It’s like Dragon Quest Minecraft. Don’t beat around the bush about it. As much as I hate these surface-level comparisons, most of the thoughts I have about Dragon Quest Builders 2 can be sourced directly from what it does the same or differently from Minecraft. It’s unavoidable.

That being said, Dragon Quest Builders 2 does a lot of things I wish Minecraft would do! Its main focus is on town building, creating a cute connection to the mainline Dragon Quest games as the towns you build serve as being equivalent to the towns and castles you’d ordinarily find in those games. Building is essential throughout the game's runtime, cycling between fighting monsters and collecting materials in service of making more livable and workable spaces for your townspeople. It has a much more goal-oriented style of play, sprinkling new little objectives to occupy your time with so you always have something to do. It makes what you build not just there for the sake of looking nice, but to also serve various functional purposes! Town sizes start small and grow over time, so it’s almost like solving a puzzle trying to find how to neatly fit every building in your town together. It makes for an experience more linear than other Minecraft-likes but still asking a lot of creativity of the player if they so desire.

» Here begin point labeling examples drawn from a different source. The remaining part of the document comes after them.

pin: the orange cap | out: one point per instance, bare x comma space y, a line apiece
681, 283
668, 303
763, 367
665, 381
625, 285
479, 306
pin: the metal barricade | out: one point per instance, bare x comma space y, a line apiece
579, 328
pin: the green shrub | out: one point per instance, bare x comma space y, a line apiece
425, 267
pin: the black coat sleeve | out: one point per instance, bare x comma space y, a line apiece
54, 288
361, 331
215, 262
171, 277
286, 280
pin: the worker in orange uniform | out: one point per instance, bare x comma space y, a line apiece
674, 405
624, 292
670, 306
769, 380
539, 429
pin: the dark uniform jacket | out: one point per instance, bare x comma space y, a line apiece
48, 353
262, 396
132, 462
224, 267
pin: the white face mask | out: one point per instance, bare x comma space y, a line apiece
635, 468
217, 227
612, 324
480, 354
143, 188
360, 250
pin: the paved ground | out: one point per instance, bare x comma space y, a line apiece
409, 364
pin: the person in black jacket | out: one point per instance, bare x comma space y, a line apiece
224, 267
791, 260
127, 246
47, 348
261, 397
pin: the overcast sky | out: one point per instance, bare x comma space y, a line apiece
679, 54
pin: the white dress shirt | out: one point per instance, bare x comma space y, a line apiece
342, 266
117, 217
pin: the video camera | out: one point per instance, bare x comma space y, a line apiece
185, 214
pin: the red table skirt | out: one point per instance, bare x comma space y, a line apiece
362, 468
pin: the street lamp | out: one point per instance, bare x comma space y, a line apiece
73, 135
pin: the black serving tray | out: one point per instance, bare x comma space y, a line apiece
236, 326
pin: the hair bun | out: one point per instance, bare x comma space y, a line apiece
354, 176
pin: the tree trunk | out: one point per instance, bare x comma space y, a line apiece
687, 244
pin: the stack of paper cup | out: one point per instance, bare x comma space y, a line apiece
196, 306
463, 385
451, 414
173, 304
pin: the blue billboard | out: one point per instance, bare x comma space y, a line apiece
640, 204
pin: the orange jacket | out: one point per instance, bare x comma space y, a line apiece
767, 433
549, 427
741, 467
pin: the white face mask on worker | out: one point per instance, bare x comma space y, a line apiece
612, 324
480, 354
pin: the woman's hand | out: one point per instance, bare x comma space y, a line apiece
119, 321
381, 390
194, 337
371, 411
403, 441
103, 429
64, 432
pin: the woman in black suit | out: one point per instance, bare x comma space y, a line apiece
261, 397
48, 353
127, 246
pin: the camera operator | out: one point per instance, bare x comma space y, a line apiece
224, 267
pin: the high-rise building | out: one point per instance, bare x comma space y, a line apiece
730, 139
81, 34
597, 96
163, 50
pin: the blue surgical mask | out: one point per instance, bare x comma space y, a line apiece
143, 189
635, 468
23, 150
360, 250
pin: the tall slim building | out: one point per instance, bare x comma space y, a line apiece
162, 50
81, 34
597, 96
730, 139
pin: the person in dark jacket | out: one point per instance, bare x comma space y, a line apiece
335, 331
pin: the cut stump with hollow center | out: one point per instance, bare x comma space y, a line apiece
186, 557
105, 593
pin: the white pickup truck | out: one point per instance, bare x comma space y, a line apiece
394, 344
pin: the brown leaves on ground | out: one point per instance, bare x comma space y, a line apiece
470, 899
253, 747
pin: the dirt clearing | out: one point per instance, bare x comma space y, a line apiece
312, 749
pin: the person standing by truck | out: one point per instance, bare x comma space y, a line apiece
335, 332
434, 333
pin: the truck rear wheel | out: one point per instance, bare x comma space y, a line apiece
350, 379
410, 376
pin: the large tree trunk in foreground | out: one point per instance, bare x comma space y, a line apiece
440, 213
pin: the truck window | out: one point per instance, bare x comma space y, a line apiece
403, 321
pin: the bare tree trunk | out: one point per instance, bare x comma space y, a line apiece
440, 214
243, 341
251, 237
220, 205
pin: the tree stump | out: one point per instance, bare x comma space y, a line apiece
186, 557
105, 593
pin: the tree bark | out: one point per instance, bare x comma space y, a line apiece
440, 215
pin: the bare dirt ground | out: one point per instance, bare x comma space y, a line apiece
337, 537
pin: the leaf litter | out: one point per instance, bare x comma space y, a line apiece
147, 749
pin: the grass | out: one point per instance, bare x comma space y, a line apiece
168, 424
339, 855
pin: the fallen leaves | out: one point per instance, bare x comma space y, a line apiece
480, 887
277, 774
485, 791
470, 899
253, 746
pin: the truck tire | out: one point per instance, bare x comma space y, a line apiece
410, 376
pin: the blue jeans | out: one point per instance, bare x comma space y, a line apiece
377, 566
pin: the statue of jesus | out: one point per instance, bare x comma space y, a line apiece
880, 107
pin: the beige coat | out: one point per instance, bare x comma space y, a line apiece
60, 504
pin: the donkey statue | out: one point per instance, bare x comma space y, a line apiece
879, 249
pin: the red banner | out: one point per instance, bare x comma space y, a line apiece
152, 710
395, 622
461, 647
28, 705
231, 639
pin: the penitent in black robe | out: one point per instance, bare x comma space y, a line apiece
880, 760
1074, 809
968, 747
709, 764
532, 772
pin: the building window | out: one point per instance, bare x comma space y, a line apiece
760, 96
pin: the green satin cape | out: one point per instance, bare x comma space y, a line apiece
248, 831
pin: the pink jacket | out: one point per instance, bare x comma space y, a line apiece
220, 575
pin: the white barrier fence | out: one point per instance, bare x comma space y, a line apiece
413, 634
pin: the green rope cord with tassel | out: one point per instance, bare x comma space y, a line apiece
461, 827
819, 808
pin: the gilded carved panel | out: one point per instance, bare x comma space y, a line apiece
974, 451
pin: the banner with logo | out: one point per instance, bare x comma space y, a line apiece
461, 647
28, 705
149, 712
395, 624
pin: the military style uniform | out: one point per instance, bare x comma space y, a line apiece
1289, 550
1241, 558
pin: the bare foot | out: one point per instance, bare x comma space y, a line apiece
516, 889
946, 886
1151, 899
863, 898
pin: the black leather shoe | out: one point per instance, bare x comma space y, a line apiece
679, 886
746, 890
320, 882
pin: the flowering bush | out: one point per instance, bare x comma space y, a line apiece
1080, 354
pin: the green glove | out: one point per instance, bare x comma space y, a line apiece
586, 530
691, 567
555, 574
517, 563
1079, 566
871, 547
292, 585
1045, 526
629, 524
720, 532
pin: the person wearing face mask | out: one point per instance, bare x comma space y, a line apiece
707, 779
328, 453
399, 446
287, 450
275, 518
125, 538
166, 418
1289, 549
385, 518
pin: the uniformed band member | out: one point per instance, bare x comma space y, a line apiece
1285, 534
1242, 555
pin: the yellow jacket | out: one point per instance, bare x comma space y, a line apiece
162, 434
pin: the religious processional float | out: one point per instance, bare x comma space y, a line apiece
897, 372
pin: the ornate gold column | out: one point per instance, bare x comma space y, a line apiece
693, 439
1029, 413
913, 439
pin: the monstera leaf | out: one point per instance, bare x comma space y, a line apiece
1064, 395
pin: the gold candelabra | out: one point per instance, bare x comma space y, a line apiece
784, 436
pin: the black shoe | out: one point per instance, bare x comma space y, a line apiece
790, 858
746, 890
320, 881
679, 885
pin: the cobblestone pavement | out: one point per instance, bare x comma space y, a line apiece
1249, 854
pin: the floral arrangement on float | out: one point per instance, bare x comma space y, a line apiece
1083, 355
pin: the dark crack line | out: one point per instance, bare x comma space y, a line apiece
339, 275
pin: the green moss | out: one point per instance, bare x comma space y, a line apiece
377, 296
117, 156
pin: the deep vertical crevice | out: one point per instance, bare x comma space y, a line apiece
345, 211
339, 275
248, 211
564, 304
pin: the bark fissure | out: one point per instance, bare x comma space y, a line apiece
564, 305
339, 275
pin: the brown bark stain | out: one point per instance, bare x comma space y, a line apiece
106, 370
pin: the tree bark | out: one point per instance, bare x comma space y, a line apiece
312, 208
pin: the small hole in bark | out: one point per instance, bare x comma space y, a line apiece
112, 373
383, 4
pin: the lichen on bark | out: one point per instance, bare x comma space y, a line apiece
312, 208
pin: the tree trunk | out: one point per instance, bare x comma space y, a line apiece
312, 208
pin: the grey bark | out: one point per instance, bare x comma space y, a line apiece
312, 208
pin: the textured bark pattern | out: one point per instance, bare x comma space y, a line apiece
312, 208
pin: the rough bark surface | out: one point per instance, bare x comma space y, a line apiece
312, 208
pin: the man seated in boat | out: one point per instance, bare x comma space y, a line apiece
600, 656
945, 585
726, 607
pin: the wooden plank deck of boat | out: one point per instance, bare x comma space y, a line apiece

That is until you get to the blueprints, that is. Multiple points in the game ask you to create an exact version of a structure they planned out for you, turning the creative process of building and fitting your space into a chore where you find all the little blocks you need and arrange them just like the game wants you to. It’s an awful dampener on an otherwise great time, one that’s only made worse when certain blueprints have your townspeople just get all the materials and build the whole damn thing for you. What’s even the point by then? Back on my home island, I wanted to use the desert area to create a large western-style town, with minecart rails connecting the homes from the shops from the pubs. But when I got there, they grabbed my hand and told me I was gonna make a pyramid instead, and every single building I made in that area had to be inside it. What a load of bullshit.

Dragon Quest Builders 2 kept me engaged with its town building gameplay loop and mini-objectives always giving me something to do, but it always seemed a little too interested in what it wanted to see rather than what the player wanted. In a game with so much potential for creative ideas to flow freely, it feels like a massive waste to limit that creativity the way it does.